MIBG can be radiolabelled with the beta emitting radionuclide ^{131}I for the treatment of certain pheochromocytomas, paragangliomas, carcinoid tumors, neuroblastomas, and medullary thyroid cancer.

==Thyroid precautions==
Thyroid blockade with (nonradioactive) potassium iodide is indicated for nuclear medicine scintigraphy with iobenguane/mIBG. This competitively inhibits radioiodine uptake, preventing excessive radioiodine levels in the thyroid and minimizing risk of thyroid ablation (in treatment with ^{131}I). The minimal risk of thyroid cancer is also reduced as a result.

The dosing regime for the FDA-approved commercial ^{123}I-MIBG product Adreview is potassium iodide or Lugol's solution containing 100 mg iodide, weight adjusted for children and given an hour before injection.
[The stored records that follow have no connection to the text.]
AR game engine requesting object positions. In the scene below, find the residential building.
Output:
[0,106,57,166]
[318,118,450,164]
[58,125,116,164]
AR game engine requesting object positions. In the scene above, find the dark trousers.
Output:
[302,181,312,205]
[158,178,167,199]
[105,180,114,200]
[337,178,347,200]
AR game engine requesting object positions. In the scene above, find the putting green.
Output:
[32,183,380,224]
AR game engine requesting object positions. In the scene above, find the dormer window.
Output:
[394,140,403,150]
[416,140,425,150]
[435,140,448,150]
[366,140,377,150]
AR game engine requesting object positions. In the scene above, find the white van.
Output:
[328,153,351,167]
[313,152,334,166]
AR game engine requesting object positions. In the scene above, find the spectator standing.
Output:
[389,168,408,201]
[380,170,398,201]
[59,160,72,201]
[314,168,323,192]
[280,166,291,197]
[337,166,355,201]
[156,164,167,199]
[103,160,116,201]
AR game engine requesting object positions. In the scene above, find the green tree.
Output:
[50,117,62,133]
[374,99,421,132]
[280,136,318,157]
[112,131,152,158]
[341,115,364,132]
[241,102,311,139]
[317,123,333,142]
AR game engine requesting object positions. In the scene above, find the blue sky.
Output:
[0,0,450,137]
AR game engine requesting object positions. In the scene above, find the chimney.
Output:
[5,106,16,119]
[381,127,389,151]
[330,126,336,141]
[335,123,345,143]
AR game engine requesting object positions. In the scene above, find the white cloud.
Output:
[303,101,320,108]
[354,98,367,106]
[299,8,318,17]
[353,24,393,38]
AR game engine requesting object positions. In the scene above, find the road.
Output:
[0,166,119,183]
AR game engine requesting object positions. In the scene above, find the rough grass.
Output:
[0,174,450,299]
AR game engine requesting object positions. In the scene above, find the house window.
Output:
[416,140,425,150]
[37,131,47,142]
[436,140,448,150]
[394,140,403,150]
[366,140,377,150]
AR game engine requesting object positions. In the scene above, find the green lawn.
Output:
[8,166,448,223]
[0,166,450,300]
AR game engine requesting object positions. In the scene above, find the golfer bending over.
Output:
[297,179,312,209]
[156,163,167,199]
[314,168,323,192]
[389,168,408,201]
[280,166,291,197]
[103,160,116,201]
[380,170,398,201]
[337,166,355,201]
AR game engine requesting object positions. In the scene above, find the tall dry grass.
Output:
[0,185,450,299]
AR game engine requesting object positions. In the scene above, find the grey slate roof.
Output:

EANM guidelines, endorsed by the SNMMI, suggest a variety of regimes in clinical use, for both children and adults.

Product labeling for diagnostic ^{131}I iobenguane recommends giving potassium iodide one day before injection and continuing five to seven days following. ^{131}I iobenguane used for therapeutic purposes requires a different pre-medication duration, beginning 24–48 hours before iobenguane injection and continuing 10–15 days after injection.

==Clinical trials==
===Iobenguane I 131 for cancers===
Iobenguane I 131, marketed under the trade name Azedra, has had a clinical trial as a treatment for malignant, recurrent or unresectable pheochromocytoma and paraganglioma, and the FDA approved it on July 30, 2018. The drug is developed by Progenics Pharmaceuticals.